President Goodluck Jonathan, state governors and service chiefs yesterday rose from the expanded national security council meeting that lasted more than seven hours, with a condemnation of the memo by Adamawa State governor Murtala Nyako to northern governors in which he accused the federal government of sponsoring genocide against the rorth.
The meeting which began at about 12:13pm at the council chambers of the presidential villa, Abuja, ended at about 7:15pm.
Briefing journalists after the meeting alongside his Niger, Borno and Ekiti counterparts as well as defence minister Aliyu Gusau and presidential spokesman Dr Reuben Abati, the Abia State governor Theodore Orji stated that the expanded national security council meeting unanimously condemned Nyako’s memo.
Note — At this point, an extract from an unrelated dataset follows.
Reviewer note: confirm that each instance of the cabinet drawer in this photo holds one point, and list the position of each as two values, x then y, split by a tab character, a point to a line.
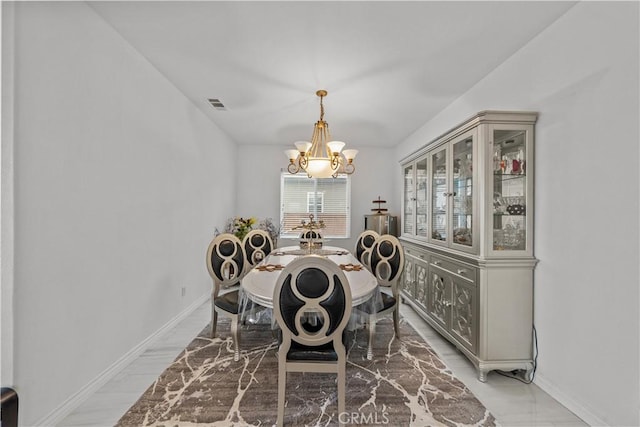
460	269
416	253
He said, “The memo written by one of our colleagues, Adamawa State governor Murtala Nyako, was discussed and there was a very unanimous condemnation of that memo. All officers and people in positions of authority were advised to be cautious of what they say, that is, what they say should make us know that this country belongs to all of us and not something that will demoralize us; not something that will excite or incite people to go the negative way”.
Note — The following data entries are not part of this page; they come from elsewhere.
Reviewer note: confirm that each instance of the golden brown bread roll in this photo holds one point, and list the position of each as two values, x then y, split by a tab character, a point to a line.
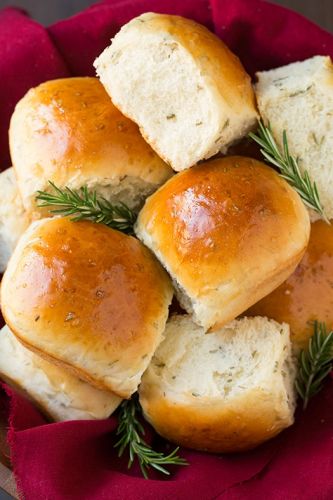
307	295
88	298
58	393
68	131
189	94
224	392
228	231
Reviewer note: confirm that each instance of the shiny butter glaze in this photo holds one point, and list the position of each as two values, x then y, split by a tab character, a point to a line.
87	285
224	219
307	294
68	131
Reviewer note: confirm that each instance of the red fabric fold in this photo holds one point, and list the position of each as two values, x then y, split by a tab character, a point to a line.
27	58
76	460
Orji noted that the meeting recognised the fact that the issue of security should not be left for the federal government alone, and that cooperation at every level was needed among the federal, state and local governments.
He said, “When there is a synergy, obviously progress will be made. The meeting also agreed that at the state level, governors who are chief security officers have to do a lot to help because that is where the security issue is. In so doing, the state governors should mobilize their radio houses in other to sensitize the people in the state so that they will beware of this security situation.”
Governor Orji further stated that the council agreed that the Boko Haram insurgency was not a religious war “because both Muslims and Christians are being killed. It doesn’t discriminate against any person”.
On his part, Niger State governor Babangida Aliyu told journalists that after Nyako’s memo was discussed, the meeting agreed that there was the need to show restraint is making statements in order not to embolden the insurgents.
“There is no need to be giving the terrorists the impression that they are succeeding because terrorists want to know that they are making impact,” Aliyu added.
On his part, Ekiti State governor Kayode Fayemi said the meeting harped on the need for information sharing between security agencies.
“Data should be shared across the board amongst security agencies. Holistic approach in curbing terrorist activities including the anti-poverty approaches,” he said, noting that the meeting also focused on Chibok, with security agencies pledging that they will do everything possible to ensure that the abducted children are rescued.
Fayemi further said the meeting stressed the importance of ensuring capacity building of media organisation so that security sensitivities of those issues are addressed.
According to the defence minister Gen Gusau, the meeting discussed the overall security of the country, the operation in the northeast, kidnapping and criminal activities that warrant government’s attention.
He also emphasized that security is everybody’s responsibility, and that everyone should be security conscious, adding that the meeting also harped on the need for massive public security awareness.
Apart from Lagos State governor Babatunde Fashola, other All Progressives Congress (APC) governors were in attendance. The governors of Rivers, Kano, Imo, Edo, Ogun, Yobe and Jigawa sent their deputies. Plateau State governor Jonah Jang sent his deputy.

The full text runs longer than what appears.